Taxpayers unlikely to recover all the money used to bailout AIB, new report warns
Taxpayers are unlikely to recover all of the money they put up to bail out AIB thanks to the hefty debt service costs associated with the investment.
The Comptroller and Auditor General annual report for 2018 said that projected outcomes that the State would get its money back had failed to account for the cost of servicing the debt associated with the rescue package.
“It is unlikely that the State will generate a surplus on its investment of €22.2bn in AIB,” the report said.
It said the cost of the bailout for AIB was an estimated €9.5bn, after taking account of the €7.1bn value of the State’s remaining shareholding in AIB and said that the costs of servicing the debt had so far amounted to €6.2bn.
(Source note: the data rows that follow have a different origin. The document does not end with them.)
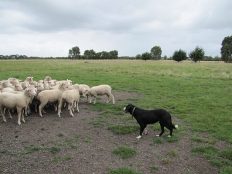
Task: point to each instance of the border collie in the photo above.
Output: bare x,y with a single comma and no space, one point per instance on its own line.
145,117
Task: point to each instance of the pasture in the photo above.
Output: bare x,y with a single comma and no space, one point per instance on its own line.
101,138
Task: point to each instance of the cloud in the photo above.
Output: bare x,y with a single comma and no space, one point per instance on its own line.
51,27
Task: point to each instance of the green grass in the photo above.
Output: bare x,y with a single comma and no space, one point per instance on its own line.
124,152
60,159
199,94
124,129
217,157
123,170
204,140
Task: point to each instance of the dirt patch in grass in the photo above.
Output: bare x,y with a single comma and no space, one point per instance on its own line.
72,145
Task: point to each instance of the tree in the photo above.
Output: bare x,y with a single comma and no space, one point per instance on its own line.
146,56
156,52
179,55
74,52
197,54
226,50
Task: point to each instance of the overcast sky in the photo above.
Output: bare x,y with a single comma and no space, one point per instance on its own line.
52,27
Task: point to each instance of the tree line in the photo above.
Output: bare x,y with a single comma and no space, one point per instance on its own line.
74,53
155,53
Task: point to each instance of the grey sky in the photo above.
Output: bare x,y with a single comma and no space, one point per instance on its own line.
51,27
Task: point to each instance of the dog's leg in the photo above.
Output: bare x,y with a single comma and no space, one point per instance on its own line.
170,132
142,127
162,130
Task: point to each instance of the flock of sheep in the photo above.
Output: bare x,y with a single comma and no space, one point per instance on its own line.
24,95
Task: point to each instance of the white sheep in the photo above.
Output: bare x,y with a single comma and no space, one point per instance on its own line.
84,90
19,101
47,78
101,90
13,81
52,95
29,80
72,97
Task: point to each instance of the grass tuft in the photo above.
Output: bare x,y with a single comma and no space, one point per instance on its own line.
123,129
123,170
124,152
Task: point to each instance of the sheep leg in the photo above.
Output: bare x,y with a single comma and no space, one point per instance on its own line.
108,99
9,113
19,111
40,108
73,106
95,99
90,99
22,115
55,107
59,107
70,109
77,107
3,115
112,98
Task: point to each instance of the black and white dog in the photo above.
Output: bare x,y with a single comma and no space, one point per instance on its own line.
145,117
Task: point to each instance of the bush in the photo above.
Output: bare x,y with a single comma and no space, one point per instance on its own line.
179,55
197,54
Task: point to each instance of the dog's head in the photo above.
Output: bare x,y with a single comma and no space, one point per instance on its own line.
128,108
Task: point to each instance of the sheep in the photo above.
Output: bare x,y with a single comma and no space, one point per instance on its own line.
84,89
101,90
24,84
19,101
72,97
47,78
52,95
29,80
6,83
13,81
68,82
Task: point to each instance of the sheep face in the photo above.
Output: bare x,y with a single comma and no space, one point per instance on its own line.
31,91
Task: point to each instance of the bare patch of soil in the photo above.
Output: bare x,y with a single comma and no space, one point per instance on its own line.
73,145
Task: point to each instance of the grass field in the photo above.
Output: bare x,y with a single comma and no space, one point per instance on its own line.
199,94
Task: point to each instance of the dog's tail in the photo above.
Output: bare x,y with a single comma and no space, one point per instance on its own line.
175,126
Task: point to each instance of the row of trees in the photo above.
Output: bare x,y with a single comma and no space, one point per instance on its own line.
195,55
155,54
74,53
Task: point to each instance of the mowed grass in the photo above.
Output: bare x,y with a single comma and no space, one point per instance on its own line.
198,93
Overall, the rescue package for AIB, Bank of Ireland, Permanent TSB and IBRC had cost taxpayers a net €41.7bn by the end of 2018.
IBRC alone, from which the State does not expect to make any more meaningful recoveries, had a net cost of €36.4bn.
The State is still incurring debt service costs for the rescue package, a move that pushed Ireland close to bankruptcy, and those debt-related costs totalled €22bn by the end of last year, according to the report.
For this year alone, the estimated debt costs of the bailout, which was a controversial measure at the time, are estimated at €1.6bn which is more than the €1.4bn in extra funding found in this year’s budget for capital expenditure to repair the State’s ailing infrastructure.
By comparison, the State’s overall debt service costs last year were €5.2bn.